Fortunately, interoception can be activated and cultivated, so it becomes a prominent guiding sense. Cultivating interoception is a practice, just like any other skill you might learn. Yet, it’s free and readily available any moment you choose to pause what’s grabbing your attention “out there” and shift your attention to what’s going on “in here.”

Here’s a simple way to get started:

Practicing Interoception

Place your hands, one on top of the other, on your abdomen. Feel the sensations of breathing there, inside your body. Notice the subtle expansion as you inhale and the subtle relaxation inward as you exhale. To tune in deeper to the inner sensations, you can close your eyes.

I encourage you to try this now for about ten breaths. Close your eyes, feel the sensations of breathing inside your body, and count your breaths on the exhale until you get to 10. See if, each time you exhale, you can relax and feel the sensation of “letting go” a little more. When you get to 10 breaths, come back. . .

So, how did this feel? Did you enjoy the sensations of breathing, of relaxing and letting go? Perhaps, it felt like a relief to just breathe for a few moments? Or, did you find it hard to keep your attention on your breathing? Did you get agitated or bored? Did you want to get on with the rest of this post or go to something else instead? Whatever you experienced is fine. There is no right or wrong experience. It’s the “noticing of your inner experience” that is most important — that’s interoception.

Why Is Interoception Important? What Does It Do?

Let me give you some ideas about how this practice can work. First, interoception activates a part of your brain stem that is involved in sensory processing prior to language. In other words, it works with a part of your brain that is not thinking. The more you tune into interoception and become absorbed in it, the more your non-stop thinking, analyzing, judging, planning function quiets down, so you can rest from all of that for a bit.

Second, interoception of breathing calms your nervous system. It activates your parasympathetic nervous response and dampens your “fight or flight” stress mode. As your nervous system calms, you can deal with other inner sensations less reactively, such as emotions that may be driving you without your consent. Instead of over-reacting, you can tune into the messages your emotions are trying to give you, which are meant to guide you to appropriate action.

Third, interoception enables you to feel the impulses that are driving your actions, rather than being a victim of those impulses. You can learn to discern the impulses behind addictive behaviors and cravings, step back and observe them, and make better choices aligned with your well-being. For many people, this is over-eating, over-buying, drinking alcohol, or distraction through entertainment. All these cover deeper feelings that, when addressed, can end the cycle of craving as it begins to come into consciousness — which is something you’ll notice through interoception.
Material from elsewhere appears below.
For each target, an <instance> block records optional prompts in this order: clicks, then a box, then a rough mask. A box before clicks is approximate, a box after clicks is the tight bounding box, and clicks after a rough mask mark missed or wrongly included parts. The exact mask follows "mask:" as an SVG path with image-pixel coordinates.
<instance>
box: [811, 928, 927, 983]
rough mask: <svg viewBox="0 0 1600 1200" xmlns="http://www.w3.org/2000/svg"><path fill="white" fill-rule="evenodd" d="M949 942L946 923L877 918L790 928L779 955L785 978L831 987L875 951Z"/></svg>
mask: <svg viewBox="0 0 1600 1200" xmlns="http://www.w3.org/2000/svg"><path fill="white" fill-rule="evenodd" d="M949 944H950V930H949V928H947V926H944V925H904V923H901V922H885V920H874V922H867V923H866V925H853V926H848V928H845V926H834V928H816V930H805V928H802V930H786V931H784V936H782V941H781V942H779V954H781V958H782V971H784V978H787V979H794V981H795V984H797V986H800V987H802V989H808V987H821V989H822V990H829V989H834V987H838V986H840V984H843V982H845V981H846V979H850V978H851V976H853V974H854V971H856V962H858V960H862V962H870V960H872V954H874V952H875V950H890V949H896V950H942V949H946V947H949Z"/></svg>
Finally, interoception is a gateway to deeper feelings of connection with who you are and why you are here, as well as with others and Life itself. As you use interoception of breathing to enter into relaxation, this can lead to deeper states of concentration, in which you experience the life force within you, the life force around you, and your unity with all of Life. You can experience yourself as more than just a body, more than just your thoughts, feelings, and actions. You can become aware of yourself as subtle, spacious, formless awareness. This is a felt sensation that begins within and extends beyond you. You become aware of being part of One Life, One Consciousness, we all share. Perhaps, this is the connection you were craving in the first place?

Is that real? Is it true? Am I just making this up or spouting some esoteric philosophy?

You can find out for yourself. This experience is discovered by turning inward, activating your own powers of interoception, and exploring deeply. . .

You’ve experienced the results of not doing this — the stress, anxiety, anger, reactivity, hostility, addiction. . .pick your poison. . . If you don’t do something different, you’ll continue repeating these same experiences.

What might happen if you consciously, deliberately, intentionally, and purposefully decided to turn your focus inward and cultivate your inner senses?